Second, the presented results in this study suffered from common problems associated with imaging of anesthetized animals including tear film breakup, drying of the corneas, and development of cold cataracts. These effects can be overcome by the use of a contact lens and transparent gel to maintain clarity and moisture in the cornea, and by maintaining and monitoring body temperature during imaging50. Most eye movements, including involuntary drift and saccades, are not present in rats under anesthesia. However, due to the eye motion caused by animal breathing and consequent head movements, there are still motion artifacts in the images. These motion artifacts can be prevented by employing a proper stereotactic animal holder. They can also be corrected in the post image processing stage.

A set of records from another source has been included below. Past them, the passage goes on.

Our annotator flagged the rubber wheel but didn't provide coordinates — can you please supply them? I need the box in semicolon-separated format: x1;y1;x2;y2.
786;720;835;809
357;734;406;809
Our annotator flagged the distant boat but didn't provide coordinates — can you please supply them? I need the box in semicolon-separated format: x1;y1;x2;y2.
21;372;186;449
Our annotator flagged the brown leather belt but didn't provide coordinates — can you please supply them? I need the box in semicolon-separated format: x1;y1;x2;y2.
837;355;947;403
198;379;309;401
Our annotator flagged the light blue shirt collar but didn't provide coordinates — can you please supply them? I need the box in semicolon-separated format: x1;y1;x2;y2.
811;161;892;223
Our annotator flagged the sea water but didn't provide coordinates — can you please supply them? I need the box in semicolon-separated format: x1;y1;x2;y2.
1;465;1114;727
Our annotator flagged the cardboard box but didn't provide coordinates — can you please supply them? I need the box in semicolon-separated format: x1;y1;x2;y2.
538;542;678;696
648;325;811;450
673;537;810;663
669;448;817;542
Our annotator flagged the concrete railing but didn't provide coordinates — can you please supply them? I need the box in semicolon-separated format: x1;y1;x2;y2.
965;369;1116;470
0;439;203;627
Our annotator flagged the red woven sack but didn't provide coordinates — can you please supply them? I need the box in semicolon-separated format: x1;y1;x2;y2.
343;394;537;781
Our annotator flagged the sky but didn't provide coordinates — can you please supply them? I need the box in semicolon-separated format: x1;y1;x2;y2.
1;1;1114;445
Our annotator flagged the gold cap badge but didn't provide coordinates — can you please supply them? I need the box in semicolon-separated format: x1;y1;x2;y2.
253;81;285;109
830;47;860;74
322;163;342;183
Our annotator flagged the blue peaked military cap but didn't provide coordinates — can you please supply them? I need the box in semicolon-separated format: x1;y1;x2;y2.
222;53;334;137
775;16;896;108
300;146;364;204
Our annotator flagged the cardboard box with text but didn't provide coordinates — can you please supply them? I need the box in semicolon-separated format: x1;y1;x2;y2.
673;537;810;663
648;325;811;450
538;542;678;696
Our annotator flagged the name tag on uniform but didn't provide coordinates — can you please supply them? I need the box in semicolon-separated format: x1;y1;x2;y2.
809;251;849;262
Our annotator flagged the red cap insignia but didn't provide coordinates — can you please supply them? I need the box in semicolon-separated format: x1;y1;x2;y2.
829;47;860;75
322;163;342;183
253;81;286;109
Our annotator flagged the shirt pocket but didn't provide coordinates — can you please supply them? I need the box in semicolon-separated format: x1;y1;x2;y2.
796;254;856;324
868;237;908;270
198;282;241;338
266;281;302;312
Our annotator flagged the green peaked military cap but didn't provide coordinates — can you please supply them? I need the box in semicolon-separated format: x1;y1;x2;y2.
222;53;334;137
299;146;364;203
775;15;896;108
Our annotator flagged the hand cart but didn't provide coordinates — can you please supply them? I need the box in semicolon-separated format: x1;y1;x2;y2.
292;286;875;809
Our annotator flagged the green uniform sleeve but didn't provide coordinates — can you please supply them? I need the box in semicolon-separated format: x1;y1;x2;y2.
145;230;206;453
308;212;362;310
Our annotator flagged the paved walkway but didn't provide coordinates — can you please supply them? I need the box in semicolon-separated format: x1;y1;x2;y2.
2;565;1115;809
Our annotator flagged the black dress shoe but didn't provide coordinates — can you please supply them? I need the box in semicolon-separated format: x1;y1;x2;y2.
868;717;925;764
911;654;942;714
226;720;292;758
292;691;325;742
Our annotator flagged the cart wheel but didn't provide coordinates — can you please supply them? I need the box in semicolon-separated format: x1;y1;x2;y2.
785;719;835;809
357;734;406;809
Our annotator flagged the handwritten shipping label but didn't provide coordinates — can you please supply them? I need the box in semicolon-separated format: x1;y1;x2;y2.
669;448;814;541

Third, the oxygen saturation measurement accuracy can be improved by employing a more stable tunable light source, using three or more excitation wavelengths, and applying nonlinear processing techniques. Challenges remain in properly accounting for pigmentation, scatter, and spectral properties of the anterior optics that may alter or bias spectral measurements and degrade the integrity of the oximetric signal51. To test the full capability of the proposed system and how its accuracy is affected by these parameters requires further investigations.

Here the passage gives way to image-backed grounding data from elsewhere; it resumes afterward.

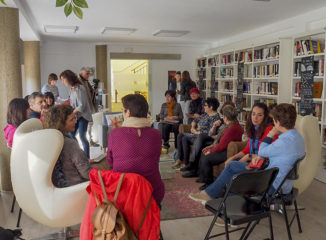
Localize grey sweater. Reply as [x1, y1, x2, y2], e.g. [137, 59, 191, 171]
[69, 85, 93, 122]
[41, 84, 59, 99]
[52, 135, 92, 187]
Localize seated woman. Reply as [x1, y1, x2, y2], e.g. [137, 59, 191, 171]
[176, 97, 220, 171]
[186, 88, 204, 124]
[224, 102, 276, 167]
[4, 98, 30, 148]
[159, 90, 183, 149]
[107, 94, 165, 205]
[189, 104, 305, 204]
[181, 101, 235, 175]
[44, 91, 55, 109]
[198, 105, 244, 190]
[43, 104, 92, 187]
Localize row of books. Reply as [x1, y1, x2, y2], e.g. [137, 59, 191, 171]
[219, 94, 233, 103]
[254, 98, 277, 107]
[208, 57, 219, 67]
[196, 69, 207, 79]
[293, 82, 322, 98]
[255, 82, 278, 95]
[197, 59, 207, 68]
[238, 111, 249, 123]
[294, 102, 321, 121]
[221, 54, 234, 65]
[295, 40, 323, 56]
[221, 82, 234, 92]
[236, 51, 252, 63]
[220, 68, 234, 78]
[243, 82, 251, 93]
[293, 59, 324, 77]
[253, 64, 279, 78]
[254, 45, 280, 61]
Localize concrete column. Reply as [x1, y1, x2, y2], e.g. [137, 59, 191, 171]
[24, 41, 41, 93]
[96, 45, 110, 109]
[0, 7, 22, 191]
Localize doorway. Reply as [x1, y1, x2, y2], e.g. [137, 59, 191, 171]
[110, 59, 149, 112]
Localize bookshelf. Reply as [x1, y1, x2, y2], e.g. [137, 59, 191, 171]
[198, 40, 293, 125]
[290, 32, 326, 182]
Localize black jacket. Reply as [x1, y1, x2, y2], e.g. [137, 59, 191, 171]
[180, 80, 196, 101]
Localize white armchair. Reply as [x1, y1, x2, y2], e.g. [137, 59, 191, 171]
[294, 115, 321, 194]
[10, 119, 89, 231]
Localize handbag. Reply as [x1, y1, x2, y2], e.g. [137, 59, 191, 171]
[246, 157, 270, 171]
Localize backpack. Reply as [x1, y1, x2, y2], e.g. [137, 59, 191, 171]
[92, 170, 152, 240]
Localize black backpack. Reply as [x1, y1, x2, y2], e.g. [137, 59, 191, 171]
[0, 227, 24, 240]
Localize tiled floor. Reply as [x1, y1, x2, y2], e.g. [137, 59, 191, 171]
[1, 179, 326, 239]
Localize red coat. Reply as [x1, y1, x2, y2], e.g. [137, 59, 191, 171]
[80, 169, 161, 240]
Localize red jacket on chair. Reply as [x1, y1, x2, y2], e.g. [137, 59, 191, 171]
[80, 169, 161, 240]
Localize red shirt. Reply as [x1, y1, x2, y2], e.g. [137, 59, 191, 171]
[210, 122, 244, 153]
[241, 125, 278, 154]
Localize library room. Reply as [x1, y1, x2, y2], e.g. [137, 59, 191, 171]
[1, 0, 326, 239]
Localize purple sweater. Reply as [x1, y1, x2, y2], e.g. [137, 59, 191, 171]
[107, 127, 165, 203]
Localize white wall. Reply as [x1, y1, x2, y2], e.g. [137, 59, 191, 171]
[40, 40, 205, 115]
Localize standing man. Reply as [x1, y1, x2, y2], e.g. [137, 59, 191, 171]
[79, 67, 98, 146]
[28, 92, 46, 119]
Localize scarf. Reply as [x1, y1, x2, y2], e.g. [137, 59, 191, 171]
[166, 101, 176, 116]
[213, 122, 234, 145]
[122, 117, 151, 128]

In future, the multimodal capability of the system can be employed to enable simultaneous PARS-OCT imaging that could significantly increase the insight into retinal pathology. For example, the scanning pattern of the OCT system can be modified to enable Doppler OCT and OCT angiography and provide blood flow measurement and vasculature map, respectively. This information can be further combined with the non-contact oxygen saturation measurements of PARS to measure metabolic rate of oxygen consumption in the ocular environment in both small and large vessels. The system can be further applied for evaluating the effects of visually evoked stimulus and how they could change the retinal activity. It can also be used in longitudinal studies on larger animal models like rabbit and monkeys with size of eyeballs closer to that of humans. Additionally, the current design of PARS microscopy reads out phase-insensitive intensity reflectivity, and the detected signals do not produce depth-resolved information25. Therefore, OCT can add the depth-resolved scattering information to the chromophore selected absorption information of PARS and provide a comprehensive map of the tissue structure and functional properties. Also, the feasibility of using a single light source for PARS and OCT imaging can be explored in future studies. This would reduce the complexity and costs of the system and lower the optical power entering the eye. Additionally, it will be easier to generate synchronized and co-registered PARS and OCT images.

Conclusion

In conclusion, for the first time, a non-contact photoacoustic imaging technique was applied for in-vivo measuring of retinal SO2. It was also the first time in-vivo imaging of retina was demonstrated using a non-contact photoacoustic imaging modality. The proposed method can be a measure step toward non-invasive measurement of metabolic rate of oxygen consumption in retina, and it can further improve the diagnosis and treatment of important eye diseases.